Even urban cities in China have the occasional wildlife surprises. I found this 20cm long beauty by the door of our flat yesterday. I moved it to some nearby bushes to give it a chance of survival and it was still there when JD returned form Kindergarten, much to his delight. Although stick insects are renowned for their slow moving I think this one was especially lethargic due to the recent cold snap here. Otherwise he looked pretty healthy.
We've had bucketloads of rain every day here recently. Talk of droughts from a few years ago are long forgotten! But we were cheered up yesterday evening by the most amazing (double) rainbow - the clearest I've ever seen. This [right] was the view from my flat - photos don't do justice to the brightness and clarity of the colours. Students at my University had even better views [below] with the full arc on display. Very impressive indeed.

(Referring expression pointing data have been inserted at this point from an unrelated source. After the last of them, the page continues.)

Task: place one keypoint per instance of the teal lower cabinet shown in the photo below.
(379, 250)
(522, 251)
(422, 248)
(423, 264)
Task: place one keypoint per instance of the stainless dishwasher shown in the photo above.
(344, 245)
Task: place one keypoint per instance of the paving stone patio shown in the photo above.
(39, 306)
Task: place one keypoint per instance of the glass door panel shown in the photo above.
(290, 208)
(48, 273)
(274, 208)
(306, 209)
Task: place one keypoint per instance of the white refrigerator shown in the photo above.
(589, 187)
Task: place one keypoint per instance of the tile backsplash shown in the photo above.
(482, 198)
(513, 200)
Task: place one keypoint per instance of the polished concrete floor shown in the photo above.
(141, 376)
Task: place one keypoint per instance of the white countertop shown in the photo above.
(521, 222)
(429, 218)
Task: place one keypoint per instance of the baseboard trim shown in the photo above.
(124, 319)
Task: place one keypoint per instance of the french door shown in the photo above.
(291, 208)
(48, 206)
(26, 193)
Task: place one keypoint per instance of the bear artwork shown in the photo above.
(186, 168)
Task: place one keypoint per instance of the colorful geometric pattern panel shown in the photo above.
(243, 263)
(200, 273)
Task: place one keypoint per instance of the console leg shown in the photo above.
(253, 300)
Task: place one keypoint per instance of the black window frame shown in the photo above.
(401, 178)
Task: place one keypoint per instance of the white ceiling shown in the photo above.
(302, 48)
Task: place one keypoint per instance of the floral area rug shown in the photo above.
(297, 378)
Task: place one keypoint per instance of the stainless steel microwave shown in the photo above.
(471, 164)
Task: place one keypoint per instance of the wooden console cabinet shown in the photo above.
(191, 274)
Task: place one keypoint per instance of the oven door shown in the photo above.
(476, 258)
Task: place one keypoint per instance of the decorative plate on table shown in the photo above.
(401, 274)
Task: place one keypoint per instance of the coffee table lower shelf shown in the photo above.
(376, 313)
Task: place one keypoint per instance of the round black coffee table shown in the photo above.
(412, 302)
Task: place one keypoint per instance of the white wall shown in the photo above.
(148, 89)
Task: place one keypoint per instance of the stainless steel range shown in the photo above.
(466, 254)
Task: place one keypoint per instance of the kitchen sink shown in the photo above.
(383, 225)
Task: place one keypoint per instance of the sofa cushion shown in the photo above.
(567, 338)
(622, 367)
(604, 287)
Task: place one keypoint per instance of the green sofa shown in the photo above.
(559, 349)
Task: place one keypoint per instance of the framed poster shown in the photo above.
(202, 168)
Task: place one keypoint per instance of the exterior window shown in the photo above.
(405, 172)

JD and I made some new friends yesterday. The Mum is a teacher of Vietnamese at my University, with a Chinese husband. Their two kids are a little older and little younger than JD which made for perfect playmates. The common language in JD's bedroom was Chinese, whilst for us adults, English. We shared a nice buffet lunch and chatted for many hours. I did wonder if they were winding me up about their English names - Grass, Plane and Boat!?
This week is a Chinese National Holiday celebrating the founding of the People's Republic of China on 1st October 1949. This T-shirt sums up the prevailing mood in China these days. Whereas in the West there is a clear distinction between Country and Government, it is very blurred here and often to love one's leaders means to love one's country and vice versa. It's certainly an "interesting" viewpoint, if a bit worrying at times!
When I'm preparing a lesson for my University students I always try, amongst the grammar, vocabulary and pair work, to have one or activities which are more a bit memorable, enjoyable and fun. Thus, last week I had a song for them to listen to [see above] whilst arranging lyrics which had been cut into strips. On Friday, my class of fifty were moving around the classroom [see below] trying to match English shop names with Chinese shop names and pictures of things you can buy there. And today we had an auction where teams could bid for sentences - but only ones without any English mistakes were of value.
This Monday coming is Mid-Autumn Festival in China, so yesterday my University organised an activity for the foreign teachers to make traditional mooncakes.
Sadly, only three teachers turned up for it (myself a Vietnamese and a Burmese) but it was fun and, once packaged, the cakes looked pretty impressive. However, I'll let JD try once first before I risk anything!